With Secure Tunneling, you can rapidly build remote access solutions to connect to devices on isolated networks or behind firewalls. You can establish these trusted connections that allow you to comply with your customers’ corporate security policies, without the need to adjust inbound firewall configurations or manage proxies for each user network. This is accomplished by a mutually initiated tunnel connection between source and destination devices that is brokered through the Secure Tunneling feature in AWS IoT Device Management. These secure device connections are authenticated and encrypted using Transport Layer Security (TLS), and can be configured with a user defined timeout setting that will ensure connections close after certain period of time.

Fleet Hub
AWS IoT Device Management includes the ability to create no-code, fully-managed web applications using Fleet Hub to visualize and interact with your device fleets connected to AWS IoT. With Fleet Hub, you can search across your large and diverse fleets and view device state and health data, in near real time—such as connection status, firmware version, country code, or battery level.
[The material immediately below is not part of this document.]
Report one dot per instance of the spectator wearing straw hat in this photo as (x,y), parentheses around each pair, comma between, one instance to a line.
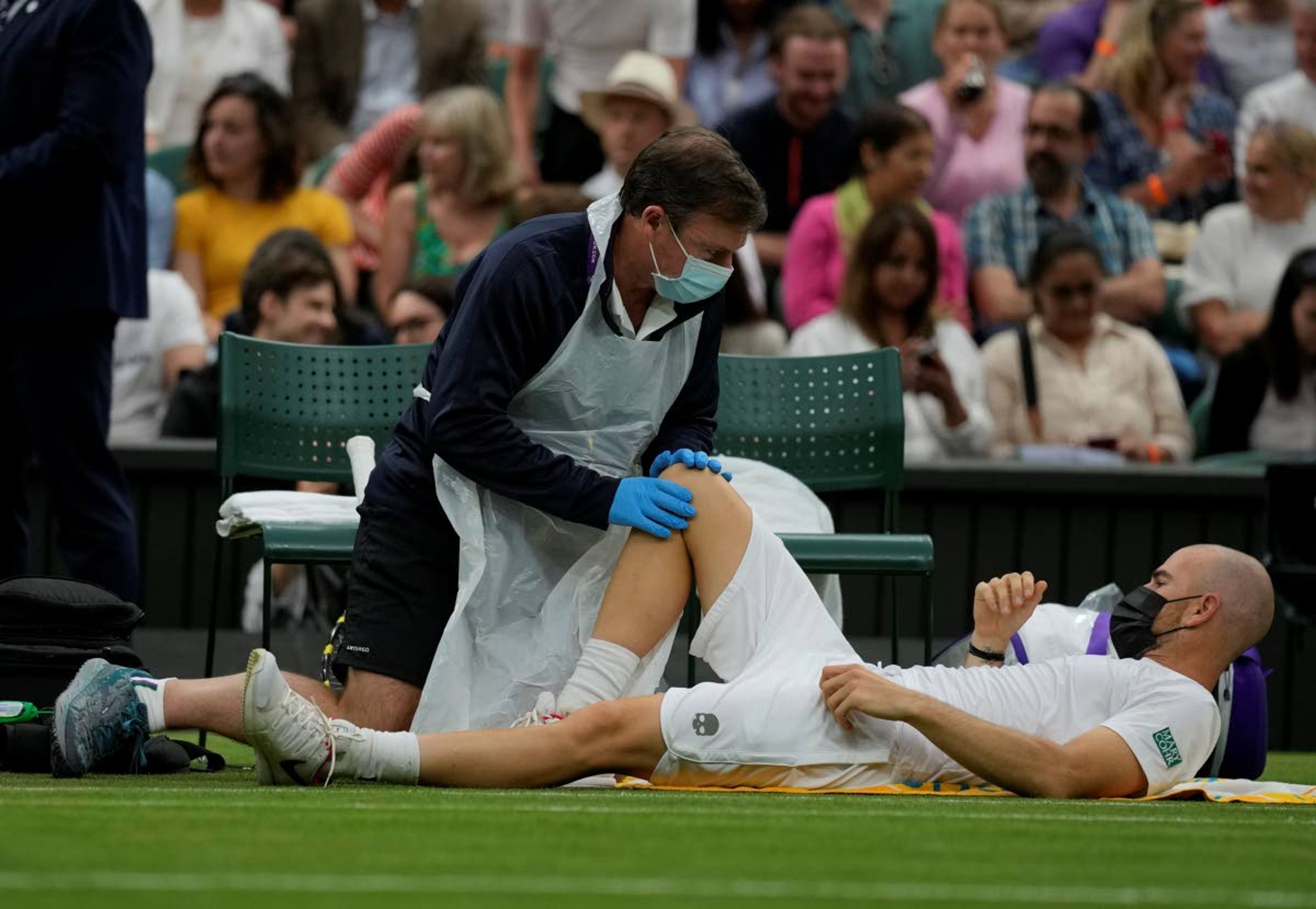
(639,103)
You can program alarms, which are triggered by rule-based changes to device status and health metrics and customizable by each end user, to be notified of potential issues. Once alerted to an alarm, you can take built-in corrective actions, such as deploying a firmware update or rebooting a device. Fleet Hub’s seamless integration with the many AWS IoT Device Management features as well as across other AWS IoT services allows you to easily interact with your devices to do so, like pushing an OTA (“over the air”) update via Jobs or opening a Secure Tunnel to reconfigure a device. Users can access the web applications from a browser on any web-enabled desktop, tablet, or phone and sign-in with their corporate credentials through a single sign-on experience; and IT administrators can control access to operational data from devices and equipment for different end users by adding users from their corporate directory and defining permissions through AWS IAM Identity Center (successor to AWS SSO), Active Directory, and AWS Organizations.